Home News-Free Bossier City council hears plans to extend ART Parkway north

Bossier City council hears plans to extend ART Parkway north

Traveling through Bossier City could get a lot easier if a plan to extend the Arthur Ray Teague Parkway is approved.

Plans for a northern extension were presented to the Bossier City Council by Bossier City Engineer Mark Hudson. The roadway will link the city with a four to five lane north/south corridor, ending just south of Douglas Drive on Benton Road (Highway 3).

“Most of our traffic travels north and south,” Hudson explained. “We’ve considered alternate routes, but this is the plan we like the most. There’s no perfect alignment, but this has been the best one we’ve looked at.”

Starting at the southern end, the corridor would take off from the Traffic Street and Highway 80 intersection, where improvements have already been made, and proceed northeast along the general Highway 80 alignment. The extension will continue to the old police training facility then proceed north on Old Benton Road.

The new highway would be located between the Union Pacific railroad and the levee. The roadway will cross over the Union Pacific railway with a bridge and touch down just a few hundred feet south of Douglas Drive.

The goal of this extension, Hudson said, is to create another roadway through the city that will not be impacted by railroad traffic.

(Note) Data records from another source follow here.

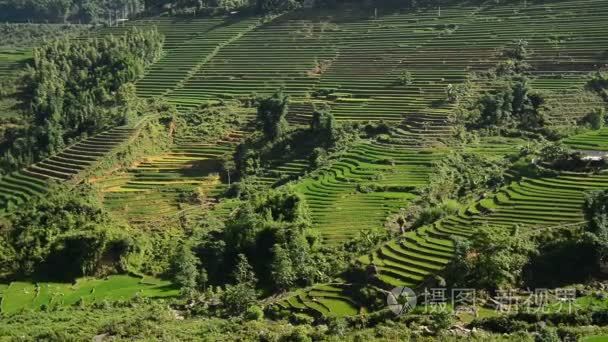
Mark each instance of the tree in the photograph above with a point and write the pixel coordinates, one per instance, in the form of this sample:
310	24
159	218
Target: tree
596	119
76	88
243	273
228	165
237	298
271	115
596	214
514	105
186	266
405	78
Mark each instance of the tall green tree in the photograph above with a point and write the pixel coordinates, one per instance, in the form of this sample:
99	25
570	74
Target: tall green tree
186	270
271	117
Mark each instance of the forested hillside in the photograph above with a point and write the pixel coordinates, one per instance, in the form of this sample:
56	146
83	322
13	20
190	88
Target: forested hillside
272	170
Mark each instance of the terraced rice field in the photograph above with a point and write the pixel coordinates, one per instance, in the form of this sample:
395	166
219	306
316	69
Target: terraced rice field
529	203
323	300
340	211
19	186
591	141
33	296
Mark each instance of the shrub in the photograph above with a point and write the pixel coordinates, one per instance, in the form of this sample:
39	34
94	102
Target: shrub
254	313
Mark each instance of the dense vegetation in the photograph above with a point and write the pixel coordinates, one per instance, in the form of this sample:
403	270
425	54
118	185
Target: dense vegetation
273	177
79	88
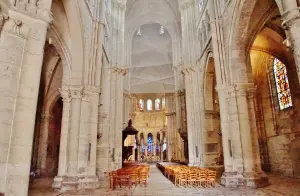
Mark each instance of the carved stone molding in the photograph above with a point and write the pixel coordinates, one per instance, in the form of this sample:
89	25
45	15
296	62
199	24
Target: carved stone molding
171	114
120	71
290	17
16	27
46	117
211	114
65	94
76	92
188	70
3	17
88	91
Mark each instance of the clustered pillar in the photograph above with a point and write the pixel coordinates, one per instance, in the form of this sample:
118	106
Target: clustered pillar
291	22
21	49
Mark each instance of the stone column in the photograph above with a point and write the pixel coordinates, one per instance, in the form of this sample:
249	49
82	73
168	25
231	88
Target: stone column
161	152
194	118
291	23
76	95
63	150
104	145
88	138
21	53
43	143
239	138
133	154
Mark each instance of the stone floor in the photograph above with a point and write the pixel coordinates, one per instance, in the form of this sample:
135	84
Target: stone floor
161	186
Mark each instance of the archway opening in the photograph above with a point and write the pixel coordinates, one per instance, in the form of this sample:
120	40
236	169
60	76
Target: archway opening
213	152
46	143
276	98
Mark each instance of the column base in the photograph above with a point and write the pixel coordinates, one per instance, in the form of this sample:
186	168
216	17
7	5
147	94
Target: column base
66	183
256	179
232	179
253	179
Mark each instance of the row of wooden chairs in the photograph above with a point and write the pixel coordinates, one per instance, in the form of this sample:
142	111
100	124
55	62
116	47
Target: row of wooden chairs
185	176
129	176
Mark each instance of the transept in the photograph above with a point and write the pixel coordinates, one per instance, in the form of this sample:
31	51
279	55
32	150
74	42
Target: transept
207	83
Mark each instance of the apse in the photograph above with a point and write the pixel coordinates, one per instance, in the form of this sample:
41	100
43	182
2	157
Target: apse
151	70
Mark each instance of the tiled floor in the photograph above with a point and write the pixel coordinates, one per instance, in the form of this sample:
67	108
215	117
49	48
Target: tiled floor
160	186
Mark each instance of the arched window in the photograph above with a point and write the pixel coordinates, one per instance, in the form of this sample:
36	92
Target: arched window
164	144
200	4
157	104
150	143
282	85
149	104
141	104
163	103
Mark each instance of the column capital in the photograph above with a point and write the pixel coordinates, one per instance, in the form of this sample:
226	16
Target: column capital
3	17
46	117
177	67
120	71
185	4
290	17
65	94
76	92
188	70
38	10
170	113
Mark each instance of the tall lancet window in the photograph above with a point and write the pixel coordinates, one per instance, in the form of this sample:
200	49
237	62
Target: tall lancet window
163	103
150	143
157	104
200	4
282	85
141	104
149	105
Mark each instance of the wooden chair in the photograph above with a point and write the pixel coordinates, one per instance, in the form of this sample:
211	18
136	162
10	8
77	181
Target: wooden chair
202	178
211	178
143	178
111	179
192	179
183	180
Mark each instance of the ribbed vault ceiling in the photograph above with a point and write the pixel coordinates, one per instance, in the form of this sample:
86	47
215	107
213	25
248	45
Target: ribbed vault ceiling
151	57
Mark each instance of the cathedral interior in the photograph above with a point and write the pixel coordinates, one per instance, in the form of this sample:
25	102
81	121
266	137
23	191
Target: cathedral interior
186	97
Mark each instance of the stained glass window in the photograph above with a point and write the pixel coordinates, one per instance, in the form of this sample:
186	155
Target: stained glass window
164	145
163	103
141	104
157	104
282	85
200	4
150	143
149	104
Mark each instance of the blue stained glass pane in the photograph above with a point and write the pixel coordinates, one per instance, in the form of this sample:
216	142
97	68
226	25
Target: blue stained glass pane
150	144
282	84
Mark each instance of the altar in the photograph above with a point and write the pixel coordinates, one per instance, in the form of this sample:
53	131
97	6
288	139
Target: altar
151	158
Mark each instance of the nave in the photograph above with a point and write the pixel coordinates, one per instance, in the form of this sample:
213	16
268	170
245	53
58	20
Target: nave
159	185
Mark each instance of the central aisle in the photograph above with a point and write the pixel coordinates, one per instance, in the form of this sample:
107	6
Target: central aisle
158	184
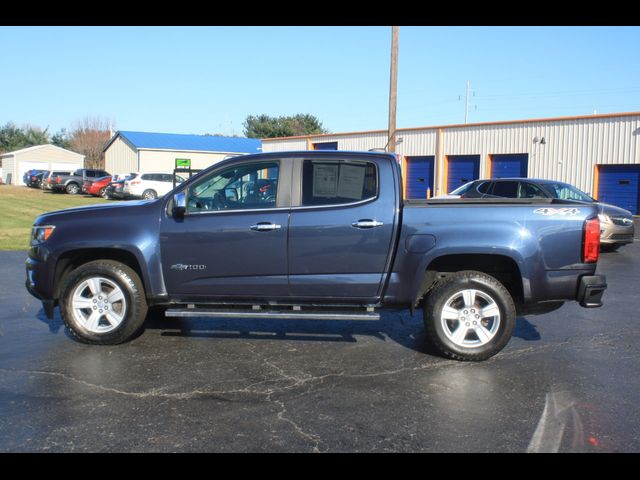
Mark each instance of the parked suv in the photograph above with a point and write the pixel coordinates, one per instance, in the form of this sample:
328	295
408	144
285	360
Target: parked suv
616	224
72	184
33	178
150	185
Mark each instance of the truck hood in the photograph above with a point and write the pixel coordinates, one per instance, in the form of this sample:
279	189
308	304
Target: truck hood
613	211
110	211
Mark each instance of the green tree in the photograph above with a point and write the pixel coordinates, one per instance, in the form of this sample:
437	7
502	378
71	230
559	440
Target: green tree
61	139
265	126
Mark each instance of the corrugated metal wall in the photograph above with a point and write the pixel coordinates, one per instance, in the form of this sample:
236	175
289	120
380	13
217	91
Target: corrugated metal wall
571	150
120	157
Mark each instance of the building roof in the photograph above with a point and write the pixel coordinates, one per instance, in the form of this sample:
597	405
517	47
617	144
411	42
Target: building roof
320	136
38	147
198	143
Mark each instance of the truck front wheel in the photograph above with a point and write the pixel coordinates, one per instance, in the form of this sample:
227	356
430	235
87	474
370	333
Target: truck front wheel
103	302
469	316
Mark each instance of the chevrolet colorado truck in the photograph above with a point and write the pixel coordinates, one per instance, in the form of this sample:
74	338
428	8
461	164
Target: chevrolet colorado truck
315	235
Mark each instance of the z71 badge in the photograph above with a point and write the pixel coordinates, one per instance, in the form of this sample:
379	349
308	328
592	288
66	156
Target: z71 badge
547	211
181	267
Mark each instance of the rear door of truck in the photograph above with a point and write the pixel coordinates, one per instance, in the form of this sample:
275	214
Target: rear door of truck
342	226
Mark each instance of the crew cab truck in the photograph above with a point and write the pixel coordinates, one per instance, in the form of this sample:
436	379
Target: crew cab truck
316	235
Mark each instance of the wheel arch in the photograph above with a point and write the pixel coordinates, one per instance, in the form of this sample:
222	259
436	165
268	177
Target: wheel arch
503	267
72	259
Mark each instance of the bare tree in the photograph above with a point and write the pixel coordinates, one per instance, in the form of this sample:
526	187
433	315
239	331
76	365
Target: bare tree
88	137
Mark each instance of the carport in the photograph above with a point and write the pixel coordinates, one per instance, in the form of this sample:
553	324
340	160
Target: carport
40	157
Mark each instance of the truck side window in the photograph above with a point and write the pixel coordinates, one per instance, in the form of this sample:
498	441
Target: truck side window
334	182
528	190
239	187
505	189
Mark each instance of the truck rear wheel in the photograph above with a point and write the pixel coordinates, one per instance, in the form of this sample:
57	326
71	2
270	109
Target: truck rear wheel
469	316
103	302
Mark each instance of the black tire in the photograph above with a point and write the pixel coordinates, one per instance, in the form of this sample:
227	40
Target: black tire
132	289
438	332
72	188
149	194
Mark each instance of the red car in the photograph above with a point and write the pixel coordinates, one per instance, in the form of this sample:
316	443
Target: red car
98	186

“Once this project is finished we will have an overpass over Kansas City Southern, which runs through the city in an east/west direction, and we’ll have an overpass over the Union Pacific rail, which runs through the city in a north/south direction,” he said, noting a smoother flow of traffic through town.

The northern extension is just half of a two part major roadway upgrade. There are also plans to improve Highway 80, a phase that began several years ago.

The city widened and improved the intersection at Highway 80 and Traffic Street to accommodate an influx in traffic when Margaritaville was built. However, the road between East 3rd Street and the Old Benton Road intersection was untouched.

The plan, now, is to improve the alignment and add side walks, vintage-style lighting and landscaping to “freshen it up,” Hudson said. It also includes significant drainage improvements around the former police training site.

An addition to the original design is a roundabout style intersection that will join the two projects.

“Rather than having a signalized intersection there, what we suspect the traffic study will indicate is that a roundabout will serve us better,” Hudson said.

These projects are still in the planning phase and need approval by the Bossier City Council to move forward. A vote on Tuesday, May 5, could initiate the engineering phase and authorize money to purchase the remaining right of ways.

Pam Glorioso, special projects director for the City of Bossier City, said no one will be displaced by the roadway’s proposed path of construction.

“Everyone will be relocated,” Glorioso told the City Council. “Whether its a rental property or homeowner, we will go through the process of relocation with them.”

Hudson noted a two year timeline to complete both projects.